Categories
2019 - Winter

The Post Office

Image by John Whitton on Flickr

Author: Sorcha Walsh

Sally had had enough. The clients at her post office simply must be stopped. Between the old woman who always fumbled her change when counting out the pennies, the mother with her three loud and sticky children putting their jammy hands on every available surface, the man who always needed her to repeat herself and especially, most especially the young boy with his irregularly shaped parcels and crumpled letters, she was close to her breaking point. She had started working at the post office because she wanted, she needed everything to be in its place and in order. And yet the clients (those, she shuddered to think, who she worked for) would not allow her to do so. Their envelopes were poorly addressed, their packages were not up to standard, and who even pays a bill at the post office anymore?

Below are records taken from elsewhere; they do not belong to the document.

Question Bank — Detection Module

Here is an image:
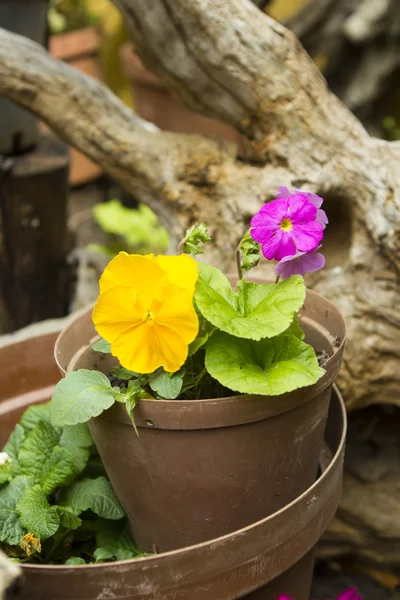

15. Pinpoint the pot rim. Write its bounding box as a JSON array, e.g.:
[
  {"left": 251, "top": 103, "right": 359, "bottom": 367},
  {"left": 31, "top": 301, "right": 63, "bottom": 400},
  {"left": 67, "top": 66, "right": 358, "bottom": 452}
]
[
  {"left": 60, "top": 290, "right": 346, "bottom": 430},
  {"left": 21, "top": 385, "right": 347, "bottom": 571}
]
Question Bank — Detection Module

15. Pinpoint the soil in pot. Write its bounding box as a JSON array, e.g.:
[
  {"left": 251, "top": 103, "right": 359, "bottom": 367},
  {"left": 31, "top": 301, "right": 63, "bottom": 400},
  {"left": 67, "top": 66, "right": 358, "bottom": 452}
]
[
  {"left": 0, "top": 376, "right": 345, "bottom": 600},
  {"left": 61, "top": 292, "right": 345, "bottom": 552}
]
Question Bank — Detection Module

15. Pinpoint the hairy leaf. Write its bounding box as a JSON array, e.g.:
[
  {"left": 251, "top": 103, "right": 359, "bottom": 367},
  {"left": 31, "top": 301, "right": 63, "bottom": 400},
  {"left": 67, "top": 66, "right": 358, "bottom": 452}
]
[
  {"left": 51, "top": 369, "right": 115, "bottom": 425},
  {"left": 17, "top": 485, "right": 60, "bottom": 540},
  {"left": 0, "top": 475, "right": 29, "bottom": 546},
  {"left": 206, "top": 332, "right": 325, "bottom": 396},
  {"left": 195, "top": 267, "right": 305, "bottom": 340},
  {"left": 60, "top": 477, "right": 125, "bottom": 519}
]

She tried to keep the office neat. She really did her best. The note paper was always in ready supply and orderly, they never ran out of stamps, the little flower boxes were always watered. And yet the people didn’t care. They didn’t appreciate that the floor was swept clean and tracked dirt and sand inside with no care for how much time it might take her to restore it to its pristine state. They didn’t appreciate her, how hard she worked for them.

So she stopped.

And day by day, the post office got dustier and more unkempt. The complimentary notepaper was long gone, and there were days when even the premium stamps had run out. The flowers died in their terracotta pot, and Sally got meaner and meaner, resenting every client who came through the rickety wooden door.

Before long, most folks decided to go to the bigger post office in the next village over. What was the point of a teller who knows your name if it always came packaged with a barb? Only a few continued coming to the little village post office. The old woman who still paid in copper coins and who doubtless had little else, the mother with her children who had only grown more rambunctious as they grew taller and who was raising them alone, the man who Sally had realised was becoming deaf (although he himself did not), and the boy who was slightly older now and still continued to send his hand crafted toys to his brother who lived on the other side of the country. It was easier to be patient with them now, she had so much more time now that she didn’t have to sweep the whole office four times a day. And somewhere along the line, maybe when she secretly stuck an extra stamp on a parcel when the young boy couldn’t afford the number he would have needed, or maybe when she found herself setting up an e-banking system for the deaf man, she started to think of them as friends.

And one day, the young mother and her loud children with newly ruddy faces came tracking mud and snow into the post office, after a long day of sending parcels to god knows where right before the post office closed for Christmas. In the pile of presents she handed Sally, there was a crumpled and soft one with no address, just a name tag. It was for her. And in that moment, she began to think of all these people as family.

On the morning of St Stephen’s Day, she swept the floor again.